Trump zu Besuch bei Papst Franziskus eingetroffen

Donald und Melania Trump bei der Ankunft in Tel Aviv

Der Präfekt des Päpstlichen Hauses, Georg Gänswein (rechts), begrüßte Melania und Donald Trump.

Der US-Präsident schenkte dem Pontifex eine Box mit Büchern von Martin Luther King.

Aus etwa sechzig Autos bestand der Autokonvoi von Donald Trump, der kurz nach acht Uhr früh über die abgesperrte Via della Conciliazione auf den Petersdom zurollte. First Lady Melania Trump wird indes das vatikanische Kinderkrankenhaus "Bambino Gesu" besuchen.

Der Papst schaute zunächst sehr ernst, später lächelte er aber auch viel. Beim Abschied versicherte Trump dem Papst, er werde nicht vergessen, was dieser ihm gesagt habe.

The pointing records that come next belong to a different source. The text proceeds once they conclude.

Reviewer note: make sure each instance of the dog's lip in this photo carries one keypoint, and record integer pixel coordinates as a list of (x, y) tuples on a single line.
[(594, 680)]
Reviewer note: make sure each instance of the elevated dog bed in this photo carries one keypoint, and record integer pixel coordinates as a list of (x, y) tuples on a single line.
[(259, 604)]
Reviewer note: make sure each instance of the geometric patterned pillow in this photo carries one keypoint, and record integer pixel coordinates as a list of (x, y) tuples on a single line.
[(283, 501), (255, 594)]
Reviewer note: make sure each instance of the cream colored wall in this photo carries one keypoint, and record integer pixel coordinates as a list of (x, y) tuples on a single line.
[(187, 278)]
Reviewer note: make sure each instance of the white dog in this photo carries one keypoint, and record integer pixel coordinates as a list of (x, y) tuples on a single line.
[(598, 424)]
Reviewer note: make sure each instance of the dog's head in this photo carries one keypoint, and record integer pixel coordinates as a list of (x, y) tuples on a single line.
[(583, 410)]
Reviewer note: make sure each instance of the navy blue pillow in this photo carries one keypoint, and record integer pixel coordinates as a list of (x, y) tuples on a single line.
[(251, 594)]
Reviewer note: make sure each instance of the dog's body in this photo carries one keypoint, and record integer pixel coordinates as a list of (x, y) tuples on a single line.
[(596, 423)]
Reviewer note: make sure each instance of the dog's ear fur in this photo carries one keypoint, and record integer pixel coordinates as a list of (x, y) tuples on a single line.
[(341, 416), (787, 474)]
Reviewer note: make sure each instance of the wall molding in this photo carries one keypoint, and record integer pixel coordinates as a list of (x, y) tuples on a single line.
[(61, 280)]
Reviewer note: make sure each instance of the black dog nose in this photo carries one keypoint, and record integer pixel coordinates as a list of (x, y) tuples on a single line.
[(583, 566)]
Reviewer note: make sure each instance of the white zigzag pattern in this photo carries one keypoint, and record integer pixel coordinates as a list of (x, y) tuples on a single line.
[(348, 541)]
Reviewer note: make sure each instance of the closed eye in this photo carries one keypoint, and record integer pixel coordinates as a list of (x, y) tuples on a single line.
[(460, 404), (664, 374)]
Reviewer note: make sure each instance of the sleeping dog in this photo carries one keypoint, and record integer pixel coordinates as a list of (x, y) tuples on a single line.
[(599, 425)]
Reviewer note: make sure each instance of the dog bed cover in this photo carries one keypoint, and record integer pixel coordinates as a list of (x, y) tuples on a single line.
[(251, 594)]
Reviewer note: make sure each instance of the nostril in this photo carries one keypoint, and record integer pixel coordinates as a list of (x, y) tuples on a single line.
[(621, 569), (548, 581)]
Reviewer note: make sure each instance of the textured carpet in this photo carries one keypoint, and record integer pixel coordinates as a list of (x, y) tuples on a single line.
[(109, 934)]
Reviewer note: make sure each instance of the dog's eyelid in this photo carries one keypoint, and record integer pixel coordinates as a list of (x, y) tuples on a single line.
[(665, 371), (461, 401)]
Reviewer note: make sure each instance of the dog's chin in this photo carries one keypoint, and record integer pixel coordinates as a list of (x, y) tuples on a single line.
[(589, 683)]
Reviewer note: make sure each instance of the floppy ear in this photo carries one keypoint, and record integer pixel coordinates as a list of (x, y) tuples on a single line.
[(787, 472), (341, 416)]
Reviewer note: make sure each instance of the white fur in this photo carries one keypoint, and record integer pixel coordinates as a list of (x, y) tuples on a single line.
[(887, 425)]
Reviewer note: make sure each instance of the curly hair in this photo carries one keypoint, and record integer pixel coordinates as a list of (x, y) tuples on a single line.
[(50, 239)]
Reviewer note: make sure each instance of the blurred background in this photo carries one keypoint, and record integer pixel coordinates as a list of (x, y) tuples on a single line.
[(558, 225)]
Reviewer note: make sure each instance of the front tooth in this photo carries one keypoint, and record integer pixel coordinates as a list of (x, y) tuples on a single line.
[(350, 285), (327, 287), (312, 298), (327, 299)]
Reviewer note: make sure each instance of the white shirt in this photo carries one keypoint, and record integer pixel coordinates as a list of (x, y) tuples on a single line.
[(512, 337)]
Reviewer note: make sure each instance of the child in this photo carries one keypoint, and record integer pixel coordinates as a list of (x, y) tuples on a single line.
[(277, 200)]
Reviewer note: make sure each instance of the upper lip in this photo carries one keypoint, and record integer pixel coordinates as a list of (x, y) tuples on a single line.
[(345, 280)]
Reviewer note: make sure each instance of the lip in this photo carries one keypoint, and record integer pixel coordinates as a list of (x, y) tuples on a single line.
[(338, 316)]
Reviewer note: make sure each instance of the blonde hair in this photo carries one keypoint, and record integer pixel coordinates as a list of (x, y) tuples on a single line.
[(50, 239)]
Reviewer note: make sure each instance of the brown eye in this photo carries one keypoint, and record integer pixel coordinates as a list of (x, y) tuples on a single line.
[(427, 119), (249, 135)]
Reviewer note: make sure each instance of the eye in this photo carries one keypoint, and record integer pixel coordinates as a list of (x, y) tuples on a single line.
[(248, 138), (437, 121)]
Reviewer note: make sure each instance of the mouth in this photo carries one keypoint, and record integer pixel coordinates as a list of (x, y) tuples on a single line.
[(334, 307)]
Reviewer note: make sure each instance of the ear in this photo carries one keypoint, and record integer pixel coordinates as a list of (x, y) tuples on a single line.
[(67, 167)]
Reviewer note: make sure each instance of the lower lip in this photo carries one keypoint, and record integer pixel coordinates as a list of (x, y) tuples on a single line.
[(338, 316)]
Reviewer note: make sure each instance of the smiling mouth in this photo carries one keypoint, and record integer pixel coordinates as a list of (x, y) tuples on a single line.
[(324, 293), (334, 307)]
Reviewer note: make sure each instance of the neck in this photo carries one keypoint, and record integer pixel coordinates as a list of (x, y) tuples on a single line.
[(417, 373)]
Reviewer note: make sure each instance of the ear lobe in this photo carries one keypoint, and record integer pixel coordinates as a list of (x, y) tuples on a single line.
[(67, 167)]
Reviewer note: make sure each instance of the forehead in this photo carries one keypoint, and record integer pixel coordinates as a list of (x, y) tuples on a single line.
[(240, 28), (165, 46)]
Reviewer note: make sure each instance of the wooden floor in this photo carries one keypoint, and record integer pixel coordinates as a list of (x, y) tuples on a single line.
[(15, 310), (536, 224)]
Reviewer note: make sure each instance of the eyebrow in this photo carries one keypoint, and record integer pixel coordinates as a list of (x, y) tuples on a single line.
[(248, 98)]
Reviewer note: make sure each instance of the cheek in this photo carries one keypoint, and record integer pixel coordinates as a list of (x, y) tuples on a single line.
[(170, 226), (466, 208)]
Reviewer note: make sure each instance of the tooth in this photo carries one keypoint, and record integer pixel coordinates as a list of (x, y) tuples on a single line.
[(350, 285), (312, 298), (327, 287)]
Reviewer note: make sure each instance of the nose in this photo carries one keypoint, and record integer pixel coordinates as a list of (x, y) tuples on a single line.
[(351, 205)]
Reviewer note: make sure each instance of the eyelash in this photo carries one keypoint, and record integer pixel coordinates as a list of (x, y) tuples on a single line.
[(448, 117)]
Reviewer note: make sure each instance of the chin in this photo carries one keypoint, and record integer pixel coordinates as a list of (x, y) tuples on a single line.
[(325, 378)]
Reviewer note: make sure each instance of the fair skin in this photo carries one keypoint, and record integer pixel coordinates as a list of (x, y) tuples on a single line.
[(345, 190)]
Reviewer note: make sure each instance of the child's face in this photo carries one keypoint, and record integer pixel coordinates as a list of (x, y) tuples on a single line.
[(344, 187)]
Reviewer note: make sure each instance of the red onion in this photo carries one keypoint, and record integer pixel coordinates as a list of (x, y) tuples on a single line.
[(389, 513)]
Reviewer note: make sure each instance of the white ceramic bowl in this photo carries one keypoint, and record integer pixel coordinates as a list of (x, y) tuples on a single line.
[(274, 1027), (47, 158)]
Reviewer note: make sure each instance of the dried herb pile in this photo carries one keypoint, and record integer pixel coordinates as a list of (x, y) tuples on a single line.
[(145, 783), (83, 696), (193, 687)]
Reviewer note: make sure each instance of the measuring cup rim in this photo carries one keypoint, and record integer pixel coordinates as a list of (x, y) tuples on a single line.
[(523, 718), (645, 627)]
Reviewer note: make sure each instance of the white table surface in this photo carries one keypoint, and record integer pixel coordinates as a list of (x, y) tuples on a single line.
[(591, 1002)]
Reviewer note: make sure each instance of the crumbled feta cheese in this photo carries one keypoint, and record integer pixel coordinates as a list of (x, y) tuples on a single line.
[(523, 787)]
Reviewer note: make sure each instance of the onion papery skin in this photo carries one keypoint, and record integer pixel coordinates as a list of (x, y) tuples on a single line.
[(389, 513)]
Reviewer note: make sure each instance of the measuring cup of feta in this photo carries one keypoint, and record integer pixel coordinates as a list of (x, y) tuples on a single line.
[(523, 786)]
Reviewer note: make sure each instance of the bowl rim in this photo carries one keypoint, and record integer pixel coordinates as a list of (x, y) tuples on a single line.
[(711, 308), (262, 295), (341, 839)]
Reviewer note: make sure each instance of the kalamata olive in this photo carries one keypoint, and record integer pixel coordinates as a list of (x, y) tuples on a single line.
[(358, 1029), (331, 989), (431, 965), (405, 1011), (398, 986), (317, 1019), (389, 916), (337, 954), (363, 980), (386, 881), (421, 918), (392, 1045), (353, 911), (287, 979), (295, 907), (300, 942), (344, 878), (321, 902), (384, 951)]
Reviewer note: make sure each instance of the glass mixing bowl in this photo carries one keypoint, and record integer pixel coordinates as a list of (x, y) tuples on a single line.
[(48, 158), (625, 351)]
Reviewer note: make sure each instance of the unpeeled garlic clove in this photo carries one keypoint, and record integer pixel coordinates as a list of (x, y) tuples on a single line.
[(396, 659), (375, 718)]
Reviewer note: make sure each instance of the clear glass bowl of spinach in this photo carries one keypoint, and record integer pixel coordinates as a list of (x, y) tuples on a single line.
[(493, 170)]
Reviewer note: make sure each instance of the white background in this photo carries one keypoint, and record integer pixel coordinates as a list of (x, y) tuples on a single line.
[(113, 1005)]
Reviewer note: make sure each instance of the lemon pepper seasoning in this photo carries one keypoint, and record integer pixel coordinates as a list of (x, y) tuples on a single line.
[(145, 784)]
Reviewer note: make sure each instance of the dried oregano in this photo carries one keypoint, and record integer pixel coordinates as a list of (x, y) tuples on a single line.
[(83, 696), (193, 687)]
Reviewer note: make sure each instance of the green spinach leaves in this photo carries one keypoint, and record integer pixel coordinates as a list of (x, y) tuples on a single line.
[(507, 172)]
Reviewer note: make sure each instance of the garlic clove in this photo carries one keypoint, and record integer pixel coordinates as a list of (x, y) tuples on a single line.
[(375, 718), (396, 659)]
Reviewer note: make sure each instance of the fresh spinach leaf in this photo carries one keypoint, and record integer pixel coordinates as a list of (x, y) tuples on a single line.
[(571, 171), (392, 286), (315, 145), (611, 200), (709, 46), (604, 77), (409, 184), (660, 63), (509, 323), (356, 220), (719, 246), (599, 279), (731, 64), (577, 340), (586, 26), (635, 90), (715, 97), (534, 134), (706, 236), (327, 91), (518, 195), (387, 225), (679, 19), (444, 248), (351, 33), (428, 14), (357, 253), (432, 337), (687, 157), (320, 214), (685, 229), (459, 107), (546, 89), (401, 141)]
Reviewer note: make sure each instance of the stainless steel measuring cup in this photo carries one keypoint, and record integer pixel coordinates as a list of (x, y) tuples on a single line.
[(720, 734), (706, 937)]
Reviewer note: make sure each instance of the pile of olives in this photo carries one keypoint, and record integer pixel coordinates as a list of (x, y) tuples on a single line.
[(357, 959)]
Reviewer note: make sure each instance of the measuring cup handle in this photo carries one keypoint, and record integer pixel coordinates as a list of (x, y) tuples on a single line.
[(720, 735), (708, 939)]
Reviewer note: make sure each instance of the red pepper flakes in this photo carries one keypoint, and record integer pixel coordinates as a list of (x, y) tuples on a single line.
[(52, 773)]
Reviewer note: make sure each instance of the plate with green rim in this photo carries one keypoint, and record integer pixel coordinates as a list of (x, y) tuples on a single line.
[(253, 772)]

Das Treffen war mit Spannung erwartet worden, da Trump und Papst Franziskus sehr unterschiedliche Positionen vertreten und sich im Vorfeld auch gegenseitig kritisiert hatten. "Pizza, ja", antwortete die First Lady, wie bei der Live-Übertragung des Besuchs zu hören war.

Es war die erste Begegnung zwischen Franziskus und dem Präsidenten.

Trump will heute auch mit dem italienischen Präsidenten Mattarella und Ministerpräsident Gentiloni zusammenkommen. Damit bezog sich der Papst auf die von Trump geplante Mauer zu Mexiko. Die Begegnung mit dem Papst war auf 20 Minuten angesetzt, danach wollten der Präsident und seine Frau Melania die Sixtinische Kapelle besichtigen. „Es ist eine gute Übung für Europa und auch für den Papst, von Trump zu hören“, sagte Lee aus Alabama. Wegen des geplanten Baus einer Mauer an der Grenze zu Mexiko hatten sich Trump und Franziskus während des US-Präsidentschaftswahlkampfs einen verbalen Schlagabtausch geliefert. Auch Außenminister Rex Tillerson und Sicherheitsberater McMaster begleiteten Trump in den Vatikan, wurden von ihm dem Papst vorgestellt und trafen dann zusammen mit Trump noch mit Kardinalstaatssekretär Pietro Parolin zu einem Gespräch zusammen. Auch ihre politischen Positionen liegen weit auseinander: Vor allem bei den Themen Migration und Umweltschutz.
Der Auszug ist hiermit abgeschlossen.